[WARNING: This post contains a graphic discussion of suicide. Please do not read if that subject disturbs you. Otherwise, you may proceed.]

Some years ago, I was asked to officiate at the funeral of a man who had taken his own life. For the sake of this story, we will call the man John. John was a beloved coach at a local, private high school who had been dealing with depression for many years.
As I prepared for the service, several family members told me John’s parents were devout Roman Catholics. As a result, these family members believed, John’s parents would have an especially tough time coping with his death. They believed the Catholic church had an unusually strict teaching about the disposition of the eternal soul following suicide. Because of this teaching, these family members felt, their son’s death would be nearly unbearable for John’s mother and father.
After the funeral, I decided to go visit John’s parents. I wanted to see if there was anything I could do or say to comfort them. I could not imagine the compounding effect of the grief of losing a child to suicide, on top of believing he was condemned for eternity because of the way he died.
I was not sure I had much to offer them in the way of comfort, but I wanted to at least go, listen, be present, and grieve with them.
After we had talked for a few minutes, John’s father excused himself. He left the room and came back a little while later with an article he had clipped from a prominent Roman Catholic newspaper. It was written by a Catholic priest and discussed the church’s present-day views on suicide and the soul.

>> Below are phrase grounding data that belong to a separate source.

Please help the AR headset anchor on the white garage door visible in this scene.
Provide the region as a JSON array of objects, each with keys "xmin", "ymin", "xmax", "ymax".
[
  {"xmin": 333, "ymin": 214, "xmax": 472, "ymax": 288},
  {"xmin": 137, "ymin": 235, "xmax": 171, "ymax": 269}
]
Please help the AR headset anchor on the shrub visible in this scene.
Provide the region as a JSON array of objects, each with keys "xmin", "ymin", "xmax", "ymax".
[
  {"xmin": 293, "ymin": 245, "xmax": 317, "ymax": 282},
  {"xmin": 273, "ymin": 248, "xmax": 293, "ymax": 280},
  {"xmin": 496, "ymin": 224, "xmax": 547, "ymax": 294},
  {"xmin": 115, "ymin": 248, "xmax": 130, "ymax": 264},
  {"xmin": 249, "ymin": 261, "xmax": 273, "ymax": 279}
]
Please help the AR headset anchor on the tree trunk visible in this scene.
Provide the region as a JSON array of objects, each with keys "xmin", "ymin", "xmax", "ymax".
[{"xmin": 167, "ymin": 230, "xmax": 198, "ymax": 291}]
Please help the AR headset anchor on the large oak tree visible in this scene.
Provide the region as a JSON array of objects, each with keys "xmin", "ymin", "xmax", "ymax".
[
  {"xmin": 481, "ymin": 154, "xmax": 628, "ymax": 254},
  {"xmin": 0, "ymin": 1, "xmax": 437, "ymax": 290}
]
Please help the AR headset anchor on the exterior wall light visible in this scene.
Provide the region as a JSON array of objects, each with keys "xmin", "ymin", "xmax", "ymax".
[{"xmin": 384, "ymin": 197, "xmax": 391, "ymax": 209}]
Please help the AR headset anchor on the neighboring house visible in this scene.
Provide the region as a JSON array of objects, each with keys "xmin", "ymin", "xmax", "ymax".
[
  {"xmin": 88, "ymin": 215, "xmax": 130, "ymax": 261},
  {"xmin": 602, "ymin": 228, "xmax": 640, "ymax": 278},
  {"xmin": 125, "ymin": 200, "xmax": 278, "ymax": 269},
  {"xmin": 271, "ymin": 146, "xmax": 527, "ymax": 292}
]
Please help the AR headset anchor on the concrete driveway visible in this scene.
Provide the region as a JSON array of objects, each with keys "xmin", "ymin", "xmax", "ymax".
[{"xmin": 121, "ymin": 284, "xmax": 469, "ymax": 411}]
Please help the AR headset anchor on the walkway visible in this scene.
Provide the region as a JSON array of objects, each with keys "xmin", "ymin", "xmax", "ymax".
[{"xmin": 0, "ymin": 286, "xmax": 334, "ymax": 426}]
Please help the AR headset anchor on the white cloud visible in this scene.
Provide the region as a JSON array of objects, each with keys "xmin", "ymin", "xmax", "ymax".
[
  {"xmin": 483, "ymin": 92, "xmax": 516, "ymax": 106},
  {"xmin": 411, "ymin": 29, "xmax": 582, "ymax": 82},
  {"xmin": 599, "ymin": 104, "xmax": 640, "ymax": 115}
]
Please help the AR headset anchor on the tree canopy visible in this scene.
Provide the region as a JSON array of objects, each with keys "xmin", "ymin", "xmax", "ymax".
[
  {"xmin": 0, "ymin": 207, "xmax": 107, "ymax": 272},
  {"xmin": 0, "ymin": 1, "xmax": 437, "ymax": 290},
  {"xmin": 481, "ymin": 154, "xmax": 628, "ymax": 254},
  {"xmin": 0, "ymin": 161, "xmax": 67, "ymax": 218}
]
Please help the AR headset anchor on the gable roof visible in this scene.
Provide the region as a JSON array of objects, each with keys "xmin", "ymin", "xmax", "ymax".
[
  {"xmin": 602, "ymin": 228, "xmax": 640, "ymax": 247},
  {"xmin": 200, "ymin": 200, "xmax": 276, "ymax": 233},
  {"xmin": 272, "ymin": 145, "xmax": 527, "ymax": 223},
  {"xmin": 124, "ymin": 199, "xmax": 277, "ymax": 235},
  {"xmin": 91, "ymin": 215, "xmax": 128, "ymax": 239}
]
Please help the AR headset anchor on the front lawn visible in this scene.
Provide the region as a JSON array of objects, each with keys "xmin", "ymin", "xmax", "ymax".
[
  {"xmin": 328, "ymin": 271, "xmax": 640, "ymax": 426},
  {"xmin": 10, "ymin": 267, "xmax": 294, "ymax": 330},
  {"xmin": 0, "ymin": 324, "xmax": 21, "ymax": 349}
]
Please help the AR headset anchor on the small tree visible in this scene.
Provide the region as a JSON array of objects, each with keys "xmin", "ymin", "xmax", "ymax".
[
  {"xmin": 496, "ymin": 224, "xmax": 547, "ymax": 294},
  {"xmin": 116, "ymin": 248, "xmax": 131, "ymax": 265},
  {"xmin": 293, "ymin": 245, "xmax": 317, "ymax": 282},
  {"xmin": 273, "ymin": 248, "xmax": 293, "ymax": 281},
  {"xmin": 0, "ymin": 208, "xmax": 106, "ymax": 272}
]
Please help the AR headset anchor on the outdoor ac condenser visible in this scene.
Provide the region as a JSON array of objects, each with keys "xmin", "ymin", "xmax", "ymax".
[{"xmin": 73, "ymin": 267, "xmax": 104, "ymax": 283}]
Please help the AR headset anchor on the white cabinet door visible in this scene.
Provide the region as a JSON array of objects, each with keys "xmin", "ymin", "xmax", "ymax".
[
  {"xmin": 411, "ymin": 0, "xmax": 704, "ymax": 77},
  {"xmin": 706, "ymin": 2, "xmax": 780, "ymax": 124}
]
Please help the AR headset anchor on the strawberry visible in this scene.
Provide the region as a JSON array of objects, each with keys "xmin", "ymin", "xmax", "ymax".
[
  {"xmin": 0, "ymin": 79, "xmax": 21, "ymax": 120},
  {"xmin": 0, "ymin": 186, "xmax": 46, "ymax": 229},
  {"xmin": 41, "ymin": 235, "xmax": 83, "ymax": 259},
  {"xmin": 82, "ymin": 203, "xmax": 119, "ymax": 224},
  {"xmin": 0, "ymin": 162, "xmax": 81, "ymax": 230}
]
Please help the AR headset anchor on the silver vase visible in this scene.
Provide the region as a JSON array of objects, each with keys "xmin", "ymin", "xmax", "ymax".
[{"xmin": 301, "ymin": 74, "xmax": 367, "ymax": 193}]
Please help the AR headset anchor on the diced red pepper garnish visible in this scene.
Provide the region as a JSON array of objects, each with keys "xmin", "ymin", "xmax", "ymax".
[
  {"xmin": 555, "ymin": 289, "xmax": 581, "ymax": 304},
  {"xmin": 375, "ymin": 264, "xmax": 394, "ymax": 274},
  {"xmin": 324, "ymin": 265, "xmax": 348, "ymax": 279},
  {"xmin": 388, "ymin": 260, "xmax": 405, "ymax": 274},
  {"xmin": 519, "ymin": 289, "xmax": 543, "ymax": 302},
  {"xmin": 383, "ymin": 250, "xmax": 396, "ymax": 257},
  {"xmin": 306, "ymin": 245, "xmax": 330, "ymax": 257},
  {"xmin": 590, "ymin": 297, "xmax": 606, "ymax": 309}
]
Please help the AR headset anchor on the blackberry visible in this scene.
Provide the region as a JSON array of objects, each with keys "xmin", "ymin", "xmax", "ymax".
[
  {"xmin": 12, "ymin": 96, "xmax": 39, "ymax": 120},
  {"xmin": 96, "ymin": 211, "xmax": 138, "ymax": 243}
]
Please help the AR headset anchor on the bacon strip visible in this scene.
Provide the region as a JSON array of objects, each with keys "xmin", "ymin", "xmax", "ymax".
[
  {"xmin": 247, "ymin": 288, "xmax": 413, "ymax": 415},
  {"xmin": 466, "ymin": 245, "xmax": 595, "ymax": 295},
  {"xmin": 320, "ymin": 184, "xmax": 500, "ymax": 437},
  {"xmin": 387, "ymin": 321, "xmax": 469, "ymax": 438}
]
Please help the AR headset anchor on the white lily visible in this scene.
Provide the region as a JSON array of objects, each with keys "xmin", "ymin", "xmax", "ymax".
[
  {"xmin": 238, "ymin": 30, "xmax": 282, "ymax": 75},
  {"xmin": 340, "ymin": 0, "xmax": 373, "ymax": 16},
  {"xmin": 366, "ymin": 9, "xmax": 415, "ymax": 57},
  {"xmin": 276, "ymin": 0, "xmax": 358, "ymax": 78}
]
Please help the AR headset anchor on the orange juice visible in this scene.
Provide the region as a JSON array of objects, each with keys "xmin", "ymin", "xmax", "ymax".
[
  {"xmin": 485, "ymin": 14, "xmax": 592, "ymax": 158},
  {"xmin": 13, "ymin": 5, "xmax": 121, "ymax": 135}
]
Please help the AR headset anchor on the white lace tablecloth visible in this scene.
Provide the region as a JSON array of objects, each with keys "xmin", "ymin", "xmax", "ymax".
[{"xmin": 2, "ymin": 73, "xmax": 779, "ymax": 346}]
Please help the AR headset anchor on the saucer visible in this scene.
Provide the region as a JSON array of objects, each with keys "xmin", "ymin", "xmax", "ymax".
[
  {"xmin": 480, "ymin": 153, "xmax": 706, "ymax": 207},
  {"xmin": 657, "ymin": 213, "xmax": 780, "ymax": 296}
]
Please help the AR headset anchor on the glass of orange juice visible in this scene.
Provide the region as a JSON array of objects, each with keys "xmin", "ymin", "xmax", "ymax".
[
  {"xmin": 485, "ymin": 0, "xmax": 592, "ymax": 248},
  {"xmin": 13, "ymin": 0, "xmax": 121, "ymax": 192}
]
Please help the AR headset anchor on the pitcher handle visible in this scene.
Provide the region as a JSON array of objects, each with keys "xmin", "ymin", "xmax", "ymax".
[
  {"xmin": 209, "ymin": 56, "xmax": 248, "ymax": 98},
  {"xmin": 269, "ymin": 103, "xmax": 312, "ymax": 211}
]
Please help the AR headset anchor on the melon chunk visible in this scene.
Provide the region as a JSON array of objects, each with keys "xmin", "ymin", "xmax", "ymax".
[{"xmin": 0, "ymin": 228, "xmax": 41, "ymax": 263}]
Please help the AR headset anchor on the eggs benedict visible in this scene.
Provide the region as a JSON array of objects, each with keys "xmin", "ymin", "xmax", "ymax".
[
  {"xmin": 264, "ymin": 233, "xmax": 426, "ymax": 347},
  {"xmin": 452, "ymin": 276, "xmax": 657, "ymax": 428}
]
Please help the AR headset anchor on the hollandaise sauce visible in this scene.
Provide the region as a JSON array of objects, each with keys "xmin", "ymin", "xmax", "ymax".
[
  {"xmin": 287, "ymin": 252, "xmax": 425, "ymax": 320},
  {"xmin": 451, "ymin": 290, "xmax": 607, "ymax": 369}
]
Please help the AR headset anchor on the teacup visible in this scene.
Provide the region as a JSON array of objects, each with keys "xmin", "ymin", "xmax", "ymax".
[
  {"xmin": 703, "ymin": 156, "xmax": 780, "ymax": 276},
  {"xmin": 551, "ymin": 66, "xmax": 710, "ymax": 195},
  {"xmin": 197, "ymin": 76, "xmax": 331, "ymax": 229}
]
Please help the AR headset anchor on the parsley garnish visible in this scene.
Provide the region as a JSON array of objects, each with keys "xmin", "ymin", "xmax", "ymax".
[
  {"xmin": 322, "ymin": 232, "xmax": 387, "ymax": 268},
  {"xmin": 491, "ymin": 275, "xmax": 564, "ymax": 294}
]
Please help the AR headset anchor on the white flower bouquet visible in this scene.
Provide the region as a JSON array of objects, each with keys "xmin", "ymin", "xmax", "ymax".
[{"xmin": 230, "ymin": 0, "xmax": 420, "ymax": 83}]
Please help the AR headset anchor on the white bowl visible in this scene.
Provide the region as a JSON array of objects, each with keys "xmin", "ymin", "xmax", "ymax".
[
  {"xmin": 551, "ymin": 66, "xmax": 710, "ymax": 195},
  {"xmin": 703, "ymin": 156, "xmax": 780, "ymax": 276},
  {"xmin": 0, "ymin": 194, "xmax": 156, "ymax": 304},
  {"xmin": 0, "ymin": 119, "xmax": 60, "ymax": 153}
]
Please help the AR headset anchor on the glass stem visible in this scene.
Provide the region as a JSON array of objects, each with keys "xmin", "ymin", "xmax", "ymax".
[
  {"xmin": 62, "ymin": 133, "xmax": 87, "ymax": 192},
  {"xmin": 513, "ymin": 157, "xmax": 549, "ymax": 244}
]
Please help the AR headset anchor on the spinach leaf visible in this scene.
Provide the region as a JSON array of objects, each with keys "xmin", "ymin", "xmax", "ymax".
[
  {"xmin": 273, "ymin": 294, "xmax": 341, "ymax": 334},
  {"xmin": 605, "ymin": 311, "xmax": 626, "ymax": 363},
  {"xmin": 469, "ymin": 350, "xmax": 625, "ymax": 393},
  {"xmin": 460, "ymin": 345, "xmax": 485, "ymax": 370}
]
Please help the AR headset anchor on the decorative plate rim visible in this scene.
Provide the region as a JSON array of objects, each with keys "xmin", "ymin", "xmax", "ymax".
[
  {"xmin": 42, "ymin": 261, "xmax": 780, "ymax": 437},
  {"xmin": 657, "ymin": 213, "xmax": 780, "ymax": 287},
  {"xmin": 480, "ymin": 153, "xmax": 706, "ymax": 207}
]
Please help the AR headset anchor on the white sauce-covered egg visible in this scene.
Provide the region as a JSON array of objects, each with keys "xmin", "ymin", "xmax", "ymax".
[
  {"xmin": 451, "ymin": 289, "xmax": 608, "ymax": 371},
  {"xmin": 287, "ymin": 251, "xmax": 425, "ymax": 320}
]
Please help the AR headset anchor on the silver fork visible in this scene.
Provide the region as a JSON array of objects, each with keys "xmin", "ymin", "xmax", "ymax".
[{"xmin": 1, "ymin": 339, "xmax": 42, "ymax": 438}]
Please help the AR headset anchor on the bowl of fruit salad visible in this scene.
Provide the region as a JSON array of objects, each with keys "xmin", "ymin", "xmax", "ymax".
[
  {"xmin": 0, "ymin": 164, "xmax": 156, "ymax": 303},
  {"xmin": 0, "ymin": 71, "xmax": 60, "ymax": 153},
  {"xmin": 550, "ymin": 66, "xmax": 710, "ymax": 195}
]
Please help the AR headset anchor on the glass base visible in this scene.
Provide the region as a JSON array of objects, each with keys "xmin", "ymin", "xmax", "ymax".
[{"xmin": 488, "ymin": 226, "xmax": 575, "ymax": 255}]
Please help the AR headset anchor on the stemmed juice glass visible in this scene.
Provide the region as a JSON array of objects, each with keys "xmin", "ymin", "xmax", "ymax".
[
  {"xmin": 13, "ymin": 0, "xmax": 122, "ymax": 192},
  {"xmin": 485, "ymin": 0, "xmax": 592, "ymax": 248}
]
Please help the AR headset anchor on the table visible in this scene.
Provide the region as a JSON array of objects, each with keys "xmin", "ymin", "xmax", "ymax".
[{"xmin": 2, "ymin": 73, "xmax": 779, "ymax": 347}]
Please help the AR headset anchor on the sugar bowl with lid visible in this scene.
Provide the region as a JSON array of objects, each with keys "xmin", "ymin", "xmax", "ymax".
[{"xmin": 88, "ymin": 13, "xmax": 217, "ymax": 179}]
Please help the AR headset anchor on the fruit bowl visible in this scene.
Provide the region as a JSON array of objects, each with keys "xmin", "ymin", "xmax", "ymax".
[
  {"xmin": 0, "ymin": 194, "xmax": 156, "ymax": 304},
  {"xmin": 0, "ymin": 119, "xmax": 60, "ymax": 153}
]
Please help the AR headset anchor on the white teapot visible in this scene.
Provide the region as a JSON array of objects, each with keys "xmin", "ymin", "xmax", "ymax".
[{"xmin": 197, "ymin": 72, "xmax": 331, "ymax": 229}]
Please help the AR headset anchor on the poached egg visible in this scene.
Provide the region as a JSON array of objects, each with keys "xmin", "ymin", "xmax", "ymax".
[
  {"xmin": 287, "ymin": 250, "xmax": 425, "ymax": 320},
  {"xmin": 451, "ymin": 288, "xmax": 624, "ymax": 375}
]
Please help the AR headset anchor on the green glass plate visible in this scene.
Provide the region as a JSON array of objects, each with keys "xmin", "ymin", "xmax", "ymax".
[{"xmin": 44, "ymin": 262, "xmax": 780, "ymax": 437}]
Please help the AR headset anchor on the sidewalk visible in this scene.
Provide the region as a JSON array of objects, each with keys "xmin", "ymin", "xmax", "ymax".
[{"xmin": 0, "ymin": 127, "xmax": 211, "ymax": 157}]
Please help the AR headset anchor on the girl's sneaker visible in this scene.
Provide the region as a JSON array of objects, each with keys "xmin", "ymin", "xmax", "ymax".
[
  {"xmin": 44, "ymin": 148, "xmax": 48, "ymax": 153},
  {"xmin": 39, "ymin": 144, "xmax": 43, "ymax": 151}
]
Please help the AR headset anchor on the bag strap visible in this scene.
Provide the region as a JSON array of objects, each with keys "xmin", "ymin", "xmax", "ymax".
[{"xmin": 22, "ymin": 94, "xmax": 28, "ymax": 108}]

The author drew a parallel between a chronically depressed person taking his or her life and the people who decided to jump from the top of the World Trade Center following the 9/11 terror attacks. I apologize I cannot name the author or quote his words accurately, but the gist of his point was this: the common belief of the people on the roof of the World Trade Center and the depressed person is that they feel they are facing a humanly impossible dilemma; Either choose to burn alive or plunge to their death.
The author concluded by saying something like, “If we have never personally felt the raging fire of chronic depression in our minds, we have no right to condemn the person who chooses to escape that fire by taking their own life.”
I was utterly dumbfounded. This priest shed a light on suicide that opened my eyes, but more importantly, offered those grieving parents a life-changing perspective on the most difficult event of their lives.
I do not tell this story as a way of relating yet another fascinating chapter in my storied ministry career. I tell it as a prelude to what I really want to talk about in this post. I really want to talk about Virginia Giuffre. And Jeffrey Epstein. And Ghislaine Maxwell. And Andrew Mountbatten Windsor. And any of the other sexual deviant monsters who contributed to Virginia Giuffre’s abuse and ultimate demise.
Virginia, as you might be aware, wrote a memoir about her life as a sexual commodity under the control of Epstein and Maxwell. The book is called Nobody’s Girl and is widely credited as being a key factor in helping bring those two degenerates to justice.
I have never been and will never be the victim of sexual predation. And so, I cannot possibly imagine the fear, shame, humiliation, and utter despair that goes along with that life. Likewise, I cannot imagine what kind of heroic courage it takes – once a person breaks free from those shackles – to relive that horrific experience by testifying against her tormentors in court, and then daring to document that experience in a book.
As Virginia discovered, pursuing justice through the myriad obstacles our system erects in the path of victims of sexual assault can exact a heavy price. On April 25 of this year, she decided she could no longer tolerate the inferno that raged inside her. On that day, Virginia Giuffre died by her own hand.
In 2019, one of her assailants – the main one – chose to end his own miserable life in a jail cell. Another is serving a life sentence in jail. But countless others who were part of the destruction of that beautiful young life are still walking around completely free and unfettered… seemingly immune from the consequences of their actions. Shielded from the mechanisms of justice.
I pray that justice will ultimately be served for every single person who was part of that circle of perversion… regardless of their position, their political affiliation, their wealth, or their influence. And when they are finally tried and convicted, I cannot imagine a punishment for them that would remotely approach the level of pain they inflicted on their manifold young victims.
For now, though, I only have my tears, hope, and rage to hold on to.